Now kneel for a minute in silence.
Rain is louder than thoughts, but only in the first four three minutes.
Our Your shadow is still stuck to my wall, where it was cast, without care, that last weekend before the first lockdown.
At some point, I turned this year into a convenient excuse. Like you did.
Probability is inversely proportionate to the length of silence. Words however cannot change the outcome.
If so much pain seems senseless, a little little happiness, by extension, is senseless too.
Every existential equation is solved in the songs the birds made up when humans emptied the streets.
The thing is, phone calls end. Like life. Like time.
It doesn’t take that long for “every day felt like a year” to become “a year that felt like a day”. (It takes a day. Or a year.)

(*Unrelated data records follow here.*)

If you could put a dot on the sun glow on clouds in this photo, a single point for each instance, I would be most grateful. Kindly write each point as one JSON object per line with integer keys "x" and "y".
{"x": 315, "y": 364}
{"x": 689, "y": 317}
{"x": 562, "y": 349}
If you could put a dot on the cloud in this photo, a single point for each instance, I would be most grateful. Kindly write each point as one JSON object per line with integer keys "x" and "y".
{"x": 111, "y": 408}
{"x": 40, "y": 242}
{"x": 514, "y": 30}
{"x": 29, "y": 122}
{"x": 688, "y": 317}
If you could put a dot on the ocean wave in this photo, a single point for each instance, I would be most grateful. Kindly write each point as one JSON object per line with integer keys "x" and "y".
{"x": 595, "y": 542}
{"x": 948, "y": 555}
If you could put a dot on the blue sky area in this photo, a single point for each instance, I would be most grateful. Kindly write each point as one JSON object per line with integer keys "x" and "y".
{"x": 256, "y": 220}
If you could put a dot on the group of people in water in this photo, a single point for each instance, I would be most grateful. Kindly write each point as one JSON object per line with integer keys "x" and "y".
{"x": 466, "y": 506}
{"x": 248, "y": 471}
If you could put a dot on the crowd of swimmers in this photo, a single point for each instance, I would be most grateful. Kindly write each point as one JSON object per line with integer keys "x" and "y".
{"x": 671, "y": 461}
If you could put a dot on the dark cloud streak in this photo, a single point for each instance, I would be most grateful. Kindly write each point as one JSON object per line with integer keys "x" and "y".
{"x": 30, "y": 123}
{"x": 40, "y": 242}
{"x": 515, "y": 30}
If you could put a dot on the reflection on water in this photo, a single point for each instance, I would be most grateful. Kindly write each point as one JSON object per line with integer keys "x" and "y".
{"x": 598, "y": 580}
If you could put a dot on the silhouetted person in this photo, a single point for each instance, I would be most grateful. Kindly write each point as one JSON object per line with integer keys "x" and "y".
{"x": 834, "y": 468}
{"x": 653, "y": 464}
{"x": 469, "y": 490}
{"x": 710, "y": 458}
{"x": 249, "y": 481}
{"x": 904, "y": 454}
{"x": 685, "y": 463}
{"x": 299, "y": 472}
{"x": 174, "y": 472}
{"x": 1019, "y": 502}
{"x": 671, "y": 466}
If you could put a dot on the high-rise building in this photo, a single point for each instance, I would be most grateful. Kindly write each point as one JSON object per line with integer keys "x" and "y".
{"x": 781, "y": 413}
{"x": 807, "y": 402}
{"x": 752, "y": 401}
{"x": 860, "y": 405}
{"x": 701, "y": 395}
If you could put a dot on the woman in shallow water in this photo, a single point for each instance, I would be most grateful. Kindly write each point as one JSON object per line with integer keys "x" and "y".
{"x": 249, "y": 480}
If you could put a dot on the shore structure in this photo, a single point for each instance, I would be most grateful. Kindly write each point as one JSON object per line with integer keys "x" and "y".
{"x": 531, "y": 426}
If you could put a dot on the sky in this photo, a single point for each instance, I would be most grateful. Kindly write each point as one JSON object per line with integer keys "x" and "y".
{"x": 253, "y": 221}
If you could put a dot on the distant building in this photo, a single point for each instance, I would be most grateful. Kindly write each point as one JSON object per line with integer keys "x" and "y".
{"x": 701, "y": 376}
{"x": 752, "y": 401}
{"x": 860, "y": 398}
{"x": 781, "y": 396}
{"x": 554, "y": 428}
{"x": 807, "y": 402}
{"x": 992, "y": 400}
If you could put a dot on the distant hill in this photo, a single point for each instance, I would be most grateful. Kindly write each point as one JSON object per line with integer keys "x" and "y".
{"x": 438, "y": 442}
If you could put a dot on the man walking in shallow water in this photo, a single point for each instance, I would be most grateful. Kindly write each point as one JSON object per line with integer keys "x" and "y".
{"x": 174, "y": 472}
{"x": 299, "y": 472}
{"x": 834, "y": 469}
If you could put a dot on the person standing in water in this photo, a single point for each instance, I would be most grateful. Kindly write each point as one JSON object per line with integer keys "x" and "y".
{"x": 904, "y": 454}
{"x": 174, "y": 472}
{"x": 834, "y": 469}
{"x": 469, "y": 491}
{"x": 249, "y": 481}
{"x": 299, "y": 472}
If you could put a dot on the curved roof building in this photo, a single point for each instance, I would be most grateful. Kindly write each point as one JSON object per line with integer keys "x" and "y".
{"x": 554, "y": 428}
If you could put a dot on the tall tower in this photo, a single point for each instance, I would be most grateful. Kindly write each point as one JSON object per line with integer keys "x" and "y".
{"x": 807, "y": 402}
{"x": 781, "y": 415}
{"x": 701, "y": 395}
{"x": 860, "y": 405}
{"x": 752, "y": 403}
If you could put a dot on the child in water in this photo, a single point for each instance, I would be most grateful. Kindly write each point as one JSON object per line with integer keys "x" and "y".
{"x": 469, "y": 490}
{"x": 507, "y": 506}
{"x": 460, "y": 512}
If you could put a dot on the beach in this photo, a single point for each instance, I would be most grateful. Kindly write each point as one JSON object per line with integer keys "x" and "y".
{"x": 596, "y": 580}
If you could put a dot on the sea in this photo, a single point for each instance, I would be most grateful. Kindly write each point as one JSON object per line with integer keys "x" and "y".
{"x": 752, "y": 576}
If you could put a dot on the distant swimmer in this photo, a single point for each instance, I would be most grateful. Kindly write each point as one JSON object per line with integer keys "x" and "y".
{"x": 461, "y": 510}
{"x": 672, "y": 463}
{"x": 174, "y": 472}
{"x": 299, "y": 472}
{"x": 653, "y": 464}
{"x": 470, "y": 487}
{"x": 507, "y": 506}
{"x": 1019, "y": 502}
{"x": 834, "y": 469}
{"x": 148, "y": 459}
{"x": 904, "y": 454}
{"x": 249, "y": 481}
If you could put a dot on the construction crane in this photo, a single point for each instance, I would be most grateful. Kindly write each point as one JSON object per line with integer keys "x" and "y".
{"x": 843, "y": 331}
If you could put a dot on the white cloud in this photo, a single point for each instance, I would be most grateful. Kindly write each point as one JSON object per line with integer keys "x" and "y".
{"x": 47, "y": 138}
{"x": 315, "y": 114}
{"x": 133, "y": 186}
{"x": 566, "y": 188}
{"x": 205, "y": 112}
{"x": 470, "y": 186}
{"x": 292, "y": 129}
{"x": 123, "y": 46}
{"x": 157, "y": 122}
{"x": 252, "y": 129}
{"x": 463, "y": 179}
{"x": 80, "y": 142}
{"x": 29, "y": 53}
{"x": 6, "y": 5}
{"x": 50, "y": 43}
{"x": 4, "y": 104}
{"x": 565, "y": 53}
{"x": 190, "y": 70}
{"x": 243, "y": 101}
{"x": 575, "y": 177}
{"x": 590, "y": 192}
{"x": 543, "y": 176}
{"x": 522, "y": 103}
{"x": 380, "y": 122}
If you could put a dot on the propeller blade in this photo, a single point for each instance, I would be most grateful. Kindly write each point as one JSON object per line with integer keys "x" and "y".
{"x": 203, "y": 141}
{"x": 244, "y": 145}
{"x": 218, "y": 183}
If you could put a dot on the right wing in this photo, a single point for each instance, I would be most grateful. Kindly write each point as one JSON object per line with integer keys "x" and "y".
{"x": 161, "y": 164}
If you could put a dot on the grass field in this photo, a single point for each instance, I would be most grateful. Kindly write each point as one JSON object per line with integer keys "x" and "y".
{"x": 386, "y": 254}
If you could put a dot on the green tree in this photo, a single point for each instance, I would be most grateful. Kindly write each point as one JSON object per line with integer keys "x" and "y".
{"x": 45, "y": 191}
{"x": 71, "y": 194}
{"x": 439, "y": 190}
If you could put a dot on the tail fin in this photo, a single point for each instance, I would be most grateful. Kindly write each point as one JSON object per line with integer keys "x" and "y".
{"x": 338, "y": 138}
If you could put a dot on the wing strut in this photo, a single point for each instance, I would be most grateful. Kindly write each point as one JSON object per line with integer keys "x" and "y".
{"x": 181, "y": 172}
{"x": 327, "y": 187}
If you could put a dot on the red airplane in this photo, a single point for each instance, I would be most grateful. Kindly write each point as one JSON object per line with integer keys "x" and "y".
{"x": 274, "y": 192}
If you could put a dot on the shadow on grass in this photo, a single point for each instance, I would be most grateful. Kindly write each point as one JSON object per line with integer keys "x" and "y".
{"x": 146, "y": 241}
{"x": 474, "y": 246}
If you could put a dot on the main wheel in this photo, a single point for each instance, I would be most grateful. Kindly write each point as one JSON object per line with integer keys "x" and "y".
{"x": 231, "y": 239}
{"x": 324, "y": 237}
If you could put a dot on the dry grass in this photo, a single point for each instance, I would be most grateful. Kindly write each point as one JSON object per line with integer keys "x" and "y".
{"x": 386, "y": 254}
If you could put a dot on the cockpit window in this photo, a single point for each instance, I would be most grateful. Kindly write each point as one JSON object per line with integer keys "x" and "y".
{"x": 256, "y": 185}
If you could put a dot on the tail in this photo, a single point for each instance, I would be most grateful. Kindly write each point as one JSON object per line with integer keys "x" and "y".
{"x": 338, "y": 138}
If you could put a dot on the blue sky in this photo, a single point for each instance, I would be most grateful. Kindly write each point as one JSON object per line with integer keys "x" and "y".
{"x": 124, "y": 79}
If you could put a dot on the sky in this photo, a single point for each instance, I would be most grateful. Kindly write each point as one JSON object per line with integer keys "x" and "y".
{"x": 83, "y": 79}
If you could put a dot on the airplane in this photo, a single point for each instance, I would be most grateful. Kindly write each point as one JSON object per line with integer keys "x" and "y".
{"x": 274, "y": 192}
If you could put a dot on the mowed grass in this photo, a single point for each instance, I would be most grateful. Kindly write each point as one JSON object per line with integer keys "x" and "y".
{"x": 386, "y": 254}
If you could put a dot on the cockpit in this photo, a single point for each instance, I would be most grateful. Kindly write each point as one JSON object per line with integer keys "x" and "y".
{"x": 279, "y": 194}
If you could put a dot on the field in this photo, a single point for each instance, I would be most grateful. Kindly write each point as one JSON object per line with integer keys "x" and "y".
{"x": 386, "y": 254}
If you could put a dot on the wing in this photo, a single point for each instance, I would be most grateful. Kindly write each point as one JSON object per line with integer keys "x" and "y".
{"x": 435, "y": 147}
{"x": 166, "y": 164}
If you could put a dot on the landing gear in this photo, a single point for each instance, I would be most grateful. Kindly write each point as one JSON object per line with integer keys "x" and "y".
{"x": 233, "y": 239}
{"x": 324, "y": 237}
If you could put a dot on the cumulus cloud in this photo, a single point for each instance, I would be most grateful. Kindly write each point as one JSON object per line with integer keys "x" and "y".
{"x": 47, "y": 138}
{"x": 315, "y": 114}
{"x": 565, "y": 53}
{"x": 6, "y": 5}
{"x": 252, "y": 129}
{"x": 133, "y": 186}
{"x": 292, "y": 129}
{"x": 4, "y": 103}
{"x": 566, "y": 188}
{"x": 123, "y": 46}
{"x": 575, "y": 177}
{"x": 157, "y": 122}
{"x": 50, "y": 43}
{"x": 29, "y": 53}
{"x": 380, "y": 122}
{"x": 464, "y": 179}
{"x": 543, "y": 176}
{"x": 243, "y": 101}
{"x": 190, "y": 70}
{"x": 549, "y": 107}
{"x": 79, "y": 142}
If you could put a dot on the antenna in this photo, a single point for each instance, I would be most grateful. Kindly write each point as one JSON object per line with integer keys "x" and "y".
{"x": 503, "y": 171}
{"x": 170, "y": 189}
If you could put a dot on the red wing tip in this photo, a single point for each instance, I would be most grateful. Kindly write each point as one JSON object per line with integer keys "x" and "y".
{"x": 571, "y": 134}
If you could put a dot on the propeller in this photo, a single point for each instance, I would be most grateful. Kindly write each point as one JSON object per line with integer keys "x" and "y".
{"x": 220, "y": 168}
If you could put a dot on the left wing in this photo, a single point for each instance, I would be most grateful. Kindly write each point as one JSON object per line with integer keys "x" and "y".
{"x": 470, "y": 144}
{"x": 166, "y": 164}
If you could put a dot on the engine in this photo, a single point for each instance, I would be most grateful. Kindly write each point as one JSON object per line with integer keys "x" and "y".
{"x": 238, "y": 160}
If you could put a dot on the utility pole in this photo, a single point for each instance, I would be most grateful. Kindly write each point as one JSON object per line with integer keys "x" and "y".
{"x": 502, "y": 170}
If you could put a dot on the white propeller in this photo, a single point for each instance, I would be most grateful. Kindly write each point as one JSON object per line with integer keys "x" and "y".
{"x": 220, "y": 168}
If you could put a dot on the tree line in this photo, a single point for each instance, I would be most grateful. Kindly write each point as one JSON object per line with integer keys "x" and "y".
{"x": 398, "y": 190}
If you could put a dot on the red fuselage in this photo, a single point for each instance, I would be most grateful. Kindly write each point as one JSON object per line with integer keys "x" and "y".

Isolation is terrifying without a secret preoccupation. (Unless you are secretly preoccupied with the terrors of isolation, in which case the preoccupation is terrifyingly isolating.) (Why secret?)
Being a poet during a pandemic is a test of brevity. How best can the endless void, the featureless grey wrapped sky, the road that bends into the horizon, the distance that is measured in everything other than distance — how best can the infinite be compressed into neat lines that in the seventh reading still make some sense.
Size has swapped meaning. Big has turned small. Little is too much. Consider. The Universe. One word. Forever. Now.
Mostly, just #11.
Truly, just #4. But concise is always a verse, thirteen verses too long.